GENEVA -- The U.S.-China showdown spread to the race for the next director-general of the World Trade Organization on Monday, with the two sides backing separate candidates for the position that will lead the process of setting new global trade rules.
Beijing is believed to be in favor of Amina Mohamed a former foreign minister from Kenya, a country China has heavily invested in. The U.S., on the other hand, is apparently backing Tim Groser, a former New Zealand trade minister who is likely to push trade body reforms that Washington has advocated.
WTO Director-General Roberto Azevedo abruptly announced his resignation last month, setting off a selection process that began Monday.
Mohamed, who has won praise for consensus-building skills, would be the first woman as well as the first African to serve at the top of the WTO. Her talent for negotiations was on display when she chaired a WTO ministerial meeting in 2015.
Through state-owned banks and enterprises, China has invested heavily in various resources and infrastructure development projects in Kenya and other African countries. Within the WTO, Beijing has billed itself as the nation representing the developing world.
Some observers say Beijing believes promising commerce rules favorable to developing nations would win their support for its favored candidate.
Meanwhile, Groser, who had also served as ambassador to the U.S. and has expressed strong concern about China's rise, is more aligned with the U.S. If Groser gains backing from the U.S. for the job, he could push forward reforms in line with Washington's agenda.

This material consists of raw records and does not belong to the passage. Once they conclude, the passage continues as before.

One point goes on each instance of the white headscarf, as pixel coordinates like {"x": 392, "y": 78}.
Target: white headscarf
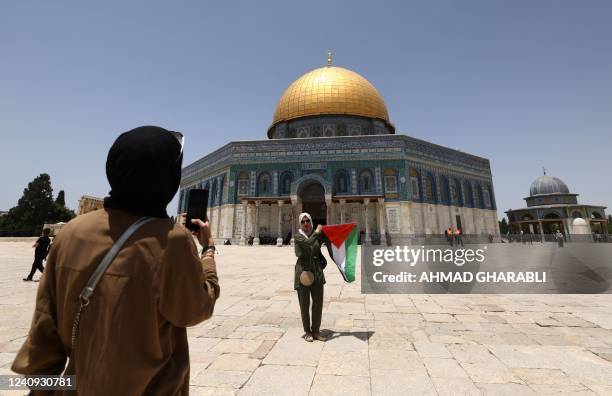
{"x": 300, "y": 217}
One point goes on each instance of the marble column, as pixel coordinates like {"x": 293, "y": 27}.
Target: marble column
{"x": 381, "y": 221}
{"x": 219, "y": 205}
{"x": 541, "y": 229}
{"x": 296, "y": 209}
{"x": 244, "y": 219}
{"x": 256, "y": 225}
{"x": 279, "y": 239}
{"x": 366, "y": 203}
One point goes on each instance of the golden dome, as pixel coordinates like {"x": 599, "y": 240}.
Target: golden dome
{"x": 330, "y": 90}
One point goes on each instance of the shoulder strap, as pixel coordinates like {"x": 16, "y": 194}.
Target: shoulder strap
{"x": 108, "y": 259}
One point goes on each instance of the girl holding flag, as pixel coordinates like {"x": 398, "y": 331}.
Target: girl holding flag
{"x": 309, "y": 278}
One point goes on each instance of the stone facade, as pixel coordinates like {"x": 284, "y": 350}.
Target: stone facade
{"x": 88, "y": 203}
{"x": 387, "y": 184}
{"x": 551, "y": 207}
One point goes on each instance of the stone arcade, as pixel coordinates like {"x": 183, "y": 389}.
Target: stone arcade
{"x": 333, "y": 152}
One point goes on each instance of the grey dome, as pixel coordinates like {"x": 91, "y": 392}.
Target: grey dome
{"x": 545, "y": 185}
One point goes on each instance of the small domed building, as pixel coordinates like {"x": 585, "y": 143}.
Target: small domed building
{"x": 332, "y": 151}
{"x": 551, "y": 207}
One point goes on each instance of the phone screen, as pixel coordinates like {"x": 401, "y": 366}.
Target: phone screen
{"x": 197, "y": 203}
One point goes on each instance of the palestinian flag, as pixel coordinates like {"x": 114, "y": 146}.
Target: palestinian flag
{"x": 343, "y": 238}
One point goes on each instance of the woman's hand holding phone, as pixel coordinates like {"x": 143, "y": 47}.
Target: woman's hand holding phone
{"x": 203, "y": 234}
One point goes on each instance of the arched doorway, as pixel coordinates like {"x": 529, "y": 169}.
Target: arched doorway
{"x": 552, "y": 222}
{"x": 312, "y": 196}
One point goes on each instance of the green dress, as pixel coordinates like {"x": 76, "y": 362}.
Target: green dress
{"x": 308, "y": 252}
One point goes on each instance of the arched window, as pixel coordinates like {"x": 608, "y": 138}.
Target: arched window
{"x": 390, "y": 181}
{"x": 243, "y": 183}
{"x": 486, "y": 195}
{"x": 414, "y": 184}
{"x": 428, "y": 188}
{"x": 459, "y": 193}
{"x": 264, "y": 184}
{"x": 469, "y": 193}
{"x": 366, "y": 181}
{"x": 342, "y": 184}
{"x": 221, "y": 191}
{"x": 213, "y": 194}
{"x": 285, "y": 183}
{"x": 447, "y": 185}
{"x": 477, "y": 200}
{"x": 452, "y": 187}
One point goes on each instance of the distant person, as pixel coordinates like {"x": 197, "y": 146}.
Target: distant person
{"x": 130, "y": 336}
{"x": 40, "y": 253}
{"x": 309, "y": 278}
{"x": 458, "y": 237}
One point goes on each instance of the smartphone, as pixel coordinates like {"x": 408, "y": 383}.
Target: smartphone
{"x": 197, "y": 203}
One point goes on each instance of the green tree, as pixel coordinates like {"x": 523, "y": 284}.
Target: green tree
{"x": 34, "y": 208}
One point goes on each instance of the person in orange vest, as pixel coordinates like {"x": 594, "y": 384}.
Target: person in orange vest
{"x": 458, "y": 238}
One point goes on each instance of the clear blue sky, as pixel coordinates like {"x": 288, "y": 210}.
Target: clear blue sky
{"x": 524, "y": 83}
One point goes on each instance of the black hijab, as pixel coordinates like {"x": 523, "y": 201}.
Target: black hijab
{"x": 143, "y": 168}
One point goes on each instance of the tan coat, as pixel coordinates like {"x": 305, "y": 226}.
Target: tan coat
{"x": 132, "y": 338}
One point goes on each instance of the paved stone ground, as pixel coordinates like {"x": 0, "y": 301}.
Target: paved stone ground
{"x": 379, "y": 344}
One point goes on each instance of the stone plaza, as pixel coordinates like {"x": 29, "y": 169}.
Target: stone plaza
{"x": 380, "y": 344}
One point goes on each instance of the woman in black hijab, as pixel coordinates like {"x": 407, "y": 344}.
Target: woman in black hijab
{"x": 133, "y": 329}
{"x": 144, "y": 170}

The WTO has had six directors-general. The last four appointments have alternated between candidates from developing and developed nations. Since Azevedo hails from Brazil, chances are high that the next leader will come from a developed nation.

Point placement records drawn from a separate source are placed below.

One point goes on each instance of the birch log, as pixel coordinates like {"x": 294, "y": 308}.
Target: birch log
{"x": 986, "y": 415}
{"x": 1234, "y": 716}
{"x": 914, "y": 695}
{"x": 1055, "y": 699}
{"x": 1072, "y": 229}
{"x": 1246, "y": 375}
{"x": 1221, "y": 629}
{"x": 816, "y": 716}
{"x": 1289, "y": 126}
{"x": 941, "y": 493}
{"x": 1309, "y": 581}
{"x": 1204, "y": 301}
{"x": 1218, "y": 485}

Groser would fit that pattern. But the European Union apparently has another candidate in mind due to the bloc's distaste for WTO reforms proposed by the U.S.
There is an effort to nominate EU Trade Commissioner Phil Hogan for the job. Media reports from Ireland, Hogan's home country, say he is interested in the job.

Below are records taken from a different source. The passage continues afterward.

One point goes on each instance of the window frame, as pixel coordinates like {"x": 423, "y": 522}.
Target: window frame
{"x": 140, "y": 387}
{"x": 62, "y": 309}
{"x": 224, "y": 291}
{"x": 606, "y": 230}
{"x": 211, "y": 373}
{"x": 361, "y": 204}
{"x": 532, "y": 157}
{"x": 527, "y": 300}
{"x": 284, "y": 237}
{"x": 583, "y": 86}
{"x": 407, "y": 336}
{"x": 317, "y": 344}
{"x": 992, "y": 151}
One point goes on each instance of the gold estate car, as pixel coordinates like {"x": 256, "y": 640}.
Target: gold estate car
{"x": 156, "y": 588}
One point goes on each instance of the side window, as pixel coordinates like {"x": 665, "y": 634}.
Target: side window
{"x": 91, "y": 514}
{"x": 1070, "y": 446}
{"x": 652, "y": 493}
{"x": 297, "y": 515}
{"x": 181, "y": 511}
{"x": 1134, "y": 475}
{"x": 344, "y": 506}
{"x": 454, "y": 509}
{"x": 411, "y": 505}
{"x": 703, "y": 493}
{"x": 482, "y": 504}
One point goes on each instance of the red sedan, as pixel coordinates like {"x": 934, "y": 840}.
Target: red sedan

The WTO has been called the defender of free trade, but the body's dispute settlement system has been paralyzed since the U.S. blocked the appointment of appellate judges. The Doha Round trade talks have also stalled, leaving the WTO unable to tackles issues related to the digital economy and other next-generation trends.
Bruised from the trade war with the U.S., China sees it as essential to boost its clout within the WTO and work toward gaining an international body's support for its claims. Although U.S. President Donald Trump has favored bilateral trade deals, the White House cannot afford to ignore a multilateral framework and thus cannot let China expand its influence in the WHO.
Such a tug of war between the two economic powers has already surfaced in another global institution. When the U.N.'s World Intellectual Property Organization sought to nominate a new director general in March, the U.S. drummed up majority support to block the selection of a Chinese candidate.
Trump has said he will pull the U.S. out of the World Health Organization, accusing Director-General Tedros Adhanom Ghebreyesus of being cozy with China. That decision came after the WHO's refusal to grant Taiwan observer status for the World Health Assembly in May, in line with China's wishes.